A sbloccare la situazione del Lazio sono stati Gianni Letta e Antonio Tajani, che si candida a diventare il nuovo Letta, vincendo le resistenze dei lombardi come Ghedini e Mariastella Gelmini. Ma il presidente del Parlamento europeo non è solo candidato al ruolo di eminenza grigia e diplomatico numero uno di Arcore. E’ anche candidato alla presidenza del consiglio, almeno negli auspici del gran capo: «Sarebbe una bellissima scelta come premier ed è una persona molto stimata a livello europeo». Una formula eloquente. Che Tajani fosse destinato a diventare il cavallo numero uno della scuderia di Arcore lo si era capito già nel corso della trionfale tournée di Berlusconi a Bruxelles, della quale proprio Tajani era stato il regista. Ma metterlo apertamente in campo oggi significa vibrare una nuova stoccata contro Salvini su quel campo di battaglia che è diventato nel centrodestra il rapporto con l’Europa. Di candidati più sgraditi al leghista non se ne troverebbero facilmente.

Ormai, del resto, per i due alleati ogni occasione è buona per darsele di santa ragione. L’ultima è la critica durissima riservata da Angela Merkel a Trump sul tema del protezionismo. Silvio l’Europeo si affretta a condividere la posizione dell’amica cancelliera: «Il protezionismo di Trump non è positivo neppure per gli Usa». Salvini si schiera sul fronte opposto: «Sto con Trump. Vuole salvare i posti di lavoro». Ufficialmente è solo «competizione interna» tra alleati che tuttavia si sfidano nel proporzionale. Ma stavolta la formula è riduttiva: lo scontro è troppo frontale e troppo quotidiano per essere derubricato a gara in fondo amichevole.

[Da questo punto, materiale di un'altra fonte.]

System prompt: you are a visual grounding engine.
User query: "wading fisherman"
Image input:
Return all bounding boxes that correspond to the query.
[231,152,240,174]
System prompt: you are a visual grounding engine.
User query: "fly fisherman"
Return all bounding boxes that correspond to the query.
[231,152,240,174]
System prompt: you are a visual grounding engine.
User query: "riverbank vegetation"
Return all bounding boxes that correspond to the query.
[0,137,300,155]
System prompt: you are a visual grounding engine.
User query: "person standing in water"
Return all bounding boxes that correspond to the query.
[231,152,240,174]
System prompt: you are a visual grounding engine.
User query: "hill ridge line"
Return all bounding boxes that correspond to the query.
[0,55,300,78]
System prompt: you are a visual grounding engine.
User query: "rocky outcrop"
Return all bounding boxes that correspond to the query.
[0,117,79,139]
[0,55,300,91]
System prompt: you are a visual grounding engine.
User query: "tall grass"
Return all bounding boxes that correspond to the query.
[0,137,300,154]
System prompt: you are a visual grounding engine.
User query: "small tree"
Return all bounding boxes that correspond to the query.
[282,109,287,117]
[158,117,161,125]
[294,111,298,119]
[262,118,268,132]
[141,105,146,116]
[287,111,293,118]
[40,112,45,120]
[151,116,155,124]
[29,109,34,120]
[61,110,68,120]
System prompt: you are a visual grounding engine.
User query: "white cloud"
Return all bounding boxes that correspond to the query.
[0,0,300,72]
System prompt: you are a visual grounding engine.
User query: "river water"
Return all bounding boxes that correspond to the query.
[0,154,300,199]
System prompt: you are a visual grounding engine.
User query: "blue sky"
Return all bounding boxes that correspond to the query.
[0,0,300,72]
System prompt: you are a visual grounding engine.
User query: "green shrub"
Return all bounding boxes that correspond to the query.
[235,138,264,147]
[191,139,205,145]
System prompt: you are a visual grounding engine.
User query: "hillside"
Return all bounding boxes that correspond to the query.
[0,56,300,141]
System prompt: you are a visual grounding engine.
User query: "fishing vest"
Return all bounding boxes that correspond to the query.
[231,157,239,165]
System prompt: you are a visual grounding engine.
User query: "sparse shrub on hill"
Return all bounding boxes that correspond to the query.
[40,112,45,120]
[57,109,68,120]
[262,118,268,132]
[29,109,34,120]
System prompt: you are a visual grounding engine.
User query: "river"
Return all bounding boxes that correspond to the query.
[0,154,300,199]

In realtà l’indicazione di Tajani risponde probabilmente a una logica di «competizione interna» tra alleati. Però non con Salvini: con Renzi. Se si arriverà a quel Nazareno-bis nel quale sperano entrambi gli ex soci del Nazareno originale, non può darsi il caso che il Pd schieri nomi applauditi fragorosamente a Bruxelles come Gentiloni e Padoan e Forza Italia debba restarsene nell’angolo. Tajani, europarlamentare da 24 anni, due volte commissario europeo, presidente del Parlamento europeo, è il nome giusto per pareggiare il conto.

La competizione tra Fi e Lega è del resto all’origine anche delle tensioni che squassano i rispettivi tavoli delle candidature. In Liguria, dove il governatore Toti è fortemente sospetto di essere più vicino a Pontida che alla casa-madre, Ghedini ha bloccato due assessori ritenuti poco affidabili. Toti minaccia sfracelli. Ma sul fronte leghista le cose non vanno meglio: la composizione delle liste è diventata per Salvini l’occasione per una Notte dei lunghi coltelli in cui eliminare tutti i sospetti di simpatia per Arcore. Incluso, forse, lo stesso Bossi.